Началось это все, по моим подсчетам, году в 2OOO до н.э., или вернее (так как цифры не самое сильное место древних летописцев), - когда Ирландией правил король Херемон, Гарбундия была королевой Белых Дам Бретани, а любимицей у нее была фея Мальвина. Именно с Мальвиной и связана в основном эта история. В пользу ее записаны разные вполне приятные происшествия. Белые Дамы принадлежали к числу "добрых" и, в целом, жизнью своей подтверждали такую репутацию. Но в Мальвине бок о бок со многим, достойным похвалы, уживался, по-видимому, еще и не заслуживающий ничего, кроме порицания, дух озорства, находивший выражение в проделках, простимых, или, во всяком случае, понятных для пикси, скажем, или пигвиджина, но совершенно не приличествующих благопристойной Белой Даме, считающей себя другом и благодетелем человечества. Всего лишь за отказ потанцевать с ней (в полночь, на берегу горного озера - ни время, ни место, явно не расчитанное на пожилого джентльмена, к тому же, возможно, страдающего ревматизмом) она превратила однажды почтенного владельца рудников в соловья, что повлекло за собой перемену привычек, которая делового человека наверняка должна была привести в крайнее раздражение.
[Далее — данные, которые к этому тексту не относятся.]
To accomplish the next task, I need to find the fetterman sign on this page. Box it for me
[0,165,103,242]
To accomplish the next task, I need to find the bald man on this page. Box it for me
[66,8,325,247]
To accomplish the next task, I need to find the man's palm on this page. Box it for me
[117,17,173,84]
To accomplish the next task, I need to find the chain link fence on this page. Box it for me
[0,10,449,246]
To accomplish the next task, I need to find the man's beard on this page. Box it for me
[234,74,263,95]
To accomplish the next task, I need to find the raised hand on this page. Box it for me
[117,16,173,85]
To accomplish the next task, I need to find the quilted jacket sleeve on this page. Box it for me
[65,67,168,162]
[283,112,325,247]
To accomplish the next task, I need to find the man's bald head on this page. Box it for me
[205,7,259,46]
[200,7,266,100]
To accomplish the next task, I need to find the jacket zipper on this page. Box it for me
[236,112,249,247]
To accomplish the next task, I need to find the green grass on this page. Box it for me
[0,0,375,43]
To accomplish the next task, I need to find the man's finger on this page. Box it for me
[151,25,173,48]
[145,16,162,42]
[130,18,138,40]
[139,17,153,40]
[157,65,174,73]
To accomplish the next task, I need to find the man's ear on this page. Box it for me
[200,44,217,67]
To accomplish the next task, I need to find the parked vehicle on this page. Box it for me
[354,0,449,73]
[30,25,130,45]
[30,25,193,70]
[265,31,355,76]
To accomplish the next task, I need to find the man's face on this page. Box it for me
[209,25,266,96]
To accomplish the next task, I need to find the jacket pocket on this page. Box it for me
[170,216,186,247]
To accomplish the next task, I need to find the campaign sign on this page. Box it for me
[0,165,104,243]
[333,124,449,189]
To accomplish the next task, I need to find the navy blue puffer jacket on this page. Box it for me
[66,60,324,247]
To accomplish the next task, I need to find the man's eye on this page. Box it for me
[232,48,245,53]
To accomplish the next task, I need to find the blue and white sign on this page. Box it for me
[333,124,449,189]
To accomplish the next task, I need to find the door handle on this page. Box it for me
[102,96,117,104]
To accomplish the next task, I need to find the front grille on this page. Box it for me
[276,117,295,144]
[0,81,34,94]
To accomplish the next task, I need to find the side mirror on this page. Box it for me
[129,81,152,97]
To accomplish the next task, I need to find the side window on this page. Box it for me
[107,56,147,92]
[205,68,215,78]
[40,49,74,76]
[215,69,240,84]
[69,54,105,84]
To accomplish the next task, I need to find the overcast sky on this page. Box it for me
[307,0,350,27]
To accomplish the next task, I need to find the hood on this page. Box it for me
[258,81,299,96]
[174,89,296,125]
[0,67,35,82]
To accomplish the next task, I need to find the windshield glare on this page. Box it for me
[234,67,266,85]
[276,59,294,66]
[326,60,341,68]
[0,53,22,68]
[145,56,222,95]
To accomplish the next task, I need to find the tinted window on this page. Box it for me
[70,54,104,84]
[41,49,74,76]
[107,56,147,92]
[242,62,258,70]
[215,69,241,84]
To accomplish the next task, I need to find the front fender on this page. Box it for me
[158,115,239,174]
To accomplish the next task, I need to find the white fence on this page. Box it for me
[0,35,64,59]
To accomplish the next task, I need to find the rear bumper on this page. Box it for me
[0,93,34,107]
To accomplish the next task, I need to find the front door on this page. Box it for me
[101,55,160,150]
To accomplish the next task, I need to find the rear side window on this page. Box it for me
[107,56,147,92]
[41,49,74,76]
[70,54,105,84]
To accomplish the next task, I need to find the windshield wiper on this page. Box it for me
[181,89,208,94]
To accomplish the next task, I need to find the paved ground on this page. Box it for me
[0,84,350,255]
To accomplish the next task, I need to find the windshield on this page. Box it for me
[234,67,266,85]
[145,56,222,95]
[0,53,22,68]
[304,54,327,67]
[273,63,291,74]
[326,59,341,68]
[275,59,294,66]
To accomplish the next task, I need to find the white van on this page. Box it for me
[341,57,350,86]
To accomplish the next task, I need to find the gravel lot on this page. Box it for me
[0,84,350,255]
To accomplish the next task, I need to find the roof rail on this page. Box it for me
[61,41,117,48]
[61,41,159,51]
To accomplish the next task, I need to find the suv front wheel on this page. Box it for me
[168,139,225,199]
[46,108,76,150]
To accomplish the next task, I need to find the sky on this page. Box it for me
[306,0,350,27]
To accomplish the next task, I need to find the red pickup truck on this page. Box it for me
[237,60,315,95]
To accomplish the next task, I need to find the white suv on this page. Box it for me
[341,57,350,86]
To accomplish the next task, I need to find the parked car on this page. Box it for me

В другой раз одну-таки важную королеву угораздило поссориться с Мальвиной по какому-то глупому пункту этикета, касавшемуся ящериц, и, проснувшись на следующее утро, она обнаружила, что превратилась, судя по несколько туманному описанию, оставленному древним летописцем, в некое подобие огородного кабачка.
Согласно Профессору, готовому утверждать, будто имеется достаточно свидетельств исторического характера, доказывающих, что некогда Белые Дамы представляли собой реально живущее сообщество, превращения такие следует воспринимать в аллегорическом смысле. Как нынешние сумасшедшие мнят себя фарфоровыми вазами да попугаями, и мыслят и ведут себя соответственно, так и легко должно было существам с высшим разумом, утверждает Профессор, оказывать гипнотическое влияние на окружающих их суеверных дикарей, по интеллекту вряд ли намного превосходивших детей.
- Возьмите Навуходоносора. (- Я цитирую Профессора.- ) В наши дни на него пришлось бы накинуть смирительную рубашку. Живи он не в южной Азии, а в северной Европе, легенды рассказали бы нам, будто это какой-нибудь Кобольд или Стромкарл превратил его в сложное слияние змеи, кошки и кенгуру.
Как бы то ни было, страсть к переменам - в других людях - похоже, все сильнее завладевала Мальвиной, пока она не стала чем-то вроде нарушителя общественного порядка и, в конце концов, угодила в неприятности.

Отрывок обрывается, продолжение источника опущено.